CHICAGO — S&P Global Ratings on June 20 downgraded its rating for Kraft Heinz Co. to BBB/A-3 from BBB/A-2, bringing it in line with the investment grades of fellow ratings agencies Fitch Ratings and Moody’s and leaving it one notch above junk status.
S&P said its view of Kraft Heinz is “diminished,” including its expectation that some of the Chicago-based company’s key brands are unlikely to grow sales without discounting or successful innovation and doubts the long-term success of the 3G cost-cutting strategy. The ratings agency also pointed to governance deficiencies around internal controls as an area of concern.
“We reassessed the business risk because of reduced pricing power, competition and our forecast that the company will be unable to meaningfully grow adjusted EBITDA,” S&P said. “The company’s weak adjusted EBITDA (before restructuring and integration costs) in the second half of 2018 (primarily in the core US market) is indicative of several large brands that still have high margins but are either out of favor with consumers, or face significant competition from other manufacturers’ offerings or store brands, which are increasingly important to retailers. This includes Kraft, Oscar Mayer, Planters and Maxwell House. Hurdles include the reduced loyalty of consumers who are increasingly willing to try new, innovative brands (including store brands that have improved quality) and embrace nontraditional (vegetarian, flexitarian) or healthier diets (for example, increased interest in plant-based, non-meat products).”
S&P has given Kraft Heinz a “stable” outlook, reflecting the ratings agency’s expectation that another significant EBITDA drop will not occur over the next two years and that the company will remain committed to the de-leveraging strategy it outlined earlier this year.
Looking ahead, S&P said it could raise Kraft Heinz’ rating if the company is able to reinvigorate its brands through R&D and marketing, leading to sustainable profit growth. The company’s rating also may be raised if it “meaningfully improves its balance sheet through debt repayment, resulting in adjusted leverage sustained below 3x and DCF to debt above 10 percent,” S&P said.

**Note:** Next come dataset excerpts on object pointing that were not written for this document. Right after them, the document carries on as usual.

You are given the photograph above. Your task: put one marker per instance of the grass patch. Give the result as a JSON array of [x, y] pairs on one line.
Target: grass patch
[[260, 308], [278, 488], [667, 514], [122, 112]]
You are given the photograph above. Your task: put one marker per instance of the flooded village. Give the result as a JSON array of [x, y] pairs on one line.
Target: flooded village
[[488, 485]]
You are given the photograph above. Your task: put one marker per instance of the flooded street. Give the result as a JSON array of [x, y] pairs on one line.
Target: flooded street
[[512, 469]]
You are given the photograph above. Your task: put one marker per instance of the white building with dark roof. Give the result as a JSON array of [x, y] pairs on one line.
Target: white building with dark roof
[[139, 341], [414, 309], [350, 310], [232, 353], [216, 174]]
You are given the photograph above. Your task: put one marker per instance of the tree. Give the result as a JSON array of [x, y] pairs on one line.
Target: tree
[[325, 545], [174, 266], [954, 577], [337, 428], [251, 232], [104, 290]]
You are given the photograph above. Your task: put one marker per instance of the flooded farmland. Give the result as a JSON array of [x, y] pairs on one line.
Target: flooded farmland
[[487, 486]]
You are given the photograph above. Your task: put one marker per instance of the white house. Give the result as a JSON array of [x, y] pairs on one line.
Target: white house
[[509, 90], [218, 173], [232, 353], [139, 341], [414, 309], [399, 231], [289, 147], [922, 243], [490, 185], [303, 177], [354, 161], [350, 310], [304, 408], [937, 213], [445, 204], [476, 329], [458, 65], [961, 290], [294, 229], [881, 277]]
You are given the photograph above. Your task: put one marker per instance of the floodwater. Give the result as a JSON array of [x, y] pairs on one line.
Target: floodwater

On the flipside, Kraft Heinz’ rating may be lowered if profitability weakens due to increased competition or a renewed shift in consumer demand away from the company’s products to on-trend brands or private label offerings, S&P said. The ratings agency also indicated that profits could fall due to “an inability to manage input cost volatility, including labor, commodities and freight and energy expenses.”
Kraft Heinz on June 7 filed corrected financial reports for the fiscal years 2016 and 2017 as well as the first three quarters of fiscal 2018 when the company filed its 2018 annual report with the Securities and Exchange Commission. The restatements came after the SEC subpoenaed the company last October about problems in its procurement area and a Kraft Heinz internal investigation that followed.
The impact of the restatements to previously reported amounts from 2015 to 2018 is less than 1 percent of net income or net loss for each period. The company’s 2018 annual report includes restated audited consolidated financial statements as of Dec. 30, 2017, and for the years ended Dec. 30, 2016, and Dec. 31, 2017, as well as restated unaudited interim financial statements for the quarterly periods ended April 1, 2017; July 1, 2017; Sept. 30, 2017; March 31, 2018; June 30, 2018 and Sept. 29, 2018.